Sep
 
9

A Great Miss

Posted by: Rick Pariani in News
 

From Wednesday, August 28th through Wednesday September 4th, our coast was on high alert. Hurricane Dorian roared to within 60 miles of the South Florida coastline, near Martin and Palm Beach Counties.

Early forecasts projected that the storm would crash into Palm Beach with Category 4 strength winds (maximum sustained at 130 to 156 mph). Destruction there would have been close to the catastrophic impact sustained in the Grand Bahamas.

Some forecasts showed a storm track crossing the Florida peninsula to get loose in the Gulf of Mexico. However, once Dorian stalled over the Bahamas, revised forecasts put it on a northern path aimed at Jacksonville. The combined “spaghetti ensembles” using both of the best “models”* closely correlated to a north/northwest track, changing to north/northeast once the upper level steering currents took effect.

Dorian’s stall was unprecedented – historic. Even so, it allowed the storm intensity to wane as it churned up cooler subsurface waters. When the upper level (+18,000 to 20,000’) currents started to coax the storm north, it was downgraded from a Category 5 showcasing a crisp and tight eyewall (over the Bahamas) to a Category 3 with a ragged-edged center and a wobbly track.

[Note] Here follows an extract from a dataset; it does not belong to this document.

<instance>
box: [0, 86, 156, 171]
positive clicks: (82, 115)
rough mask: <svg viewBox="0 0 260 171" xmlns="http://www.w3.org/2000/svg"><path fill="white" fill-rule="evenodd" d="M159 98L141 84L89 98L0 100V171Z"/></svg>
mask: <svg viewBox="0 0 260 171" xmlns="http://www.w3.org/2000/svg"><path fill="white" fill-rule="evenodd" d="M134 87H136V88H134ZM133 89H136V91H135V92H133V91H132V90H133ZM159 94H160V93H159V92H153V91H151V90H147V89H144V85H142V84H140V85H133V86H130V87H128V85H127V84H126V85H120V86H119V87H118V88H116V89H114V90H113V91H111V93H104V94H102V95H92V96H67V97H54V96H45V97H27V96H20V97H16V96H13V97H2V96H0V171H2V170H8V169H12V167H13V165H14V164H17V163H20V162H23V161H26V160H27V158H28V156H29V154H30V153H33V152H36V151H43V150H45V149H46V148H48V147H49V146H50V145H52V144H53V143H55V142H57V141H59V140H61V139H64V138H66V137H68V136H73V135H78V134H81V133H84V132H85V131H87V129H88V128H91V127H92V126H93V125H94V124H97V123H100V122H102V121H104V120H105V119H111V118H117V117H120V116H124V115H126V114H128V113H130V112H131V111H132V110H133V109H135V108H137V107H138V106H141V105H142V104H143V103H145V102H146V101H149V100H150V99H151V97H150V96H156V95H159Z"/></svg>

Then what happened? Dorian interacted with the Gulf Stream.

It is important to understand that although the approximately 60 mile wide Gulf Stream contains warm surface and deep waters moving northward at up to 5.6 miles per hour, the Stream itself is not a steering mechanism for a storm.

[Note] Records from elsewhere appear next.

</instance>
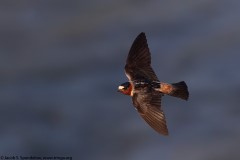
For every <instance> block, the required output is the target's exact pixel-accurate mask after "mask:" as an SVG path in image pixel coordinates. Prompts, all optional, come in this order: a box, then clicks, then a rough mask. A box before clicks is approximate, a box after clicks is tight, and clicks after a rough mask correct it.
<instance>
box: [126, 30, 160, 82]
mask: <svg viewBox="0 0 240 160" xmlns="http://www.w3.org/2000/svg"><path fill="white" fill-rule="evenodd" d="M125 73H126V76H127V77H128V79H129V81H134V80H140V79H147V80H153V81H158V78H157V76H156V74H155V73H154V71H153V69H152V67H151V54H150V51H149V48H148V44H147V39H146V36H145V34H144V33H140V34H139V35H138V36H137V38H136V39H135V40H134V42H133V44H132V47H131V49H130V51H129V54H128V57H127V62H126V65H125Z"/></svg>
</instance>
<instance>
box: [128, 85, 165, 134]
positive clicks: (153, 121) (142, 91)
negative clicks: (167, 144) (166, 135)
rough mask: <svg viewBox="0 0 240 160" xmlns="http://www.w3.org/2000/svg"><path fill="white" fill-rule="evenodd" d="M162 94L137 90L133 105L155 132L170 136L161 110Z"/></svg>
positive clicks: (134, 95) (142, 90) (136, 90)
mask: <svg viewBox="0 0 240 160" xmlns="http://www.w3.org/2000/svg"><path fill="white" fill-rule="evenodd" d="M161 97H162V94H161V93H159V92H156V91H153V90H152V91H150V92H149V88H142V89H140V90H135V93H134V95H133V97H132V100H133V105H134V106H135V108H136V109H137V110H138V112H139V114H140V115H141V117H142V118H143V119H144V120H145V121H146V122H147V123H148V125H150V126H151V127H152V128H153V129H154V130H155V131H157V132H158V133H160V134H163V135H168V129H167V124H166V118H165V115H164V112H163V111H162V110H161Z"/></svg>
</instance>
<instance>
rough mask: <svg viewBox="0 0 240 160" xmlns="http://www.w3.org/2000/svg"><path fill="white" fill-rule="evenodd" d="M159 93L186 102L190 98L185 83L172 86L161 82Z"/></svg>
mask: <svg viewBox="0 0 240 160" xmlns="http://www.w3.org/2000/svg"><path fill="white" fill-rule="evenodd" d="M159 91H160V92H162V93H164V94H167V95H170V96H174V97H177V98H181V99H184V100H188V97H189V92H188V87H187V85H186V83H185V82H184V81H181V82H178V83H172V84H168V83H162V82H161V83H160V90H159Z"/></svg>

Dorian’s ragged eye and disturbed center was able to gather over the Gulf Stream and regain its core characteristics as it fed off of the warmer, deep waters. As it continued to gather itself, it began to track along with the Stream, steered by the upper level currents. Note : I learned this from the First Coast News Meteorologist, Tim Deegan.

That dynamic proved to be great news for our area. You can see from the diagram that the western edge of the Gulf Stream is 80 to 100 or more miles east of our coastline. That creates a sort of natural buffer. Additionally, we are further sheltered by being the westernmost community on the eastern seaboard.

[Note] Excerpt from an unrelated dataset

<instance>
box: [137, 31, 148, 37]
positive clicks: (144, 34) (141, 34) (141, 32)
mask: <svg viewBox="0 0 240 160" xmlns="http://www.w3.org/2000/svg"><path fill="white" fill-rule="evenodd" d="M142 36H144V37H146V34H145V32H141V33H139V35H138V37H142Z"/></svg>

Storms that track along the Gulf Stream have their maximum energy fields out to the northeast and east, over the open ocean. Because of this aspect, it is always better to be on the west side of a hurricane, as it moves north.

Sure, storms have a tendency to shift and change their track. In our area, they can plow directly across the Gulf Stream, track between the coast and the Stream, track over or far east of the Stream or interact with the peninsula. That is why the forecasters and meteorologists continually warn about track and “cone” variables**. We would be wise to follow their advice.

In this case, fortunately, the upper level steering together with the gathering over the Gulf Stream enabled Dorian to track fairly true along its northern path to completely clear our “sheltered coast”. It was a great miss.

*The National Oceanic and Atmospheric Administration (NOAA) and the National Hurricane Center (NHC) primarily use the Global Forecast System (GFS) model. The other more recently dependable model is the European Center for Medium Range Weather Forecasting (ECMWF), aka “the European Model”.

**There are many independent, private weather-tracking sources on the web – some of which now require a membership fee. Most all of them import the advisories, data and tracking projections from the National Hurricane Center. The Center posts scheduled updates at 5AM, 11AM, 2PM, 5PM, 8PM and 11PM plus special advisories whenever conditions merit. Ever since I attended a National Hurricane Conference in 1979, I have checked the National Hurricane Center as the best go-to source for dependable storm information – www.nhc.noaa.gov – or just Google National Hurricane Center.

Here’s another Advisory: if you want to learn more about the history of storm tracking and immerse yourself in hurricane lore – please read, Isaac’s Storm ; A Man, a Time, and the Deadliest Hurricane in History, by Erik Larson – about the September 1900 Galveston, Texas storm.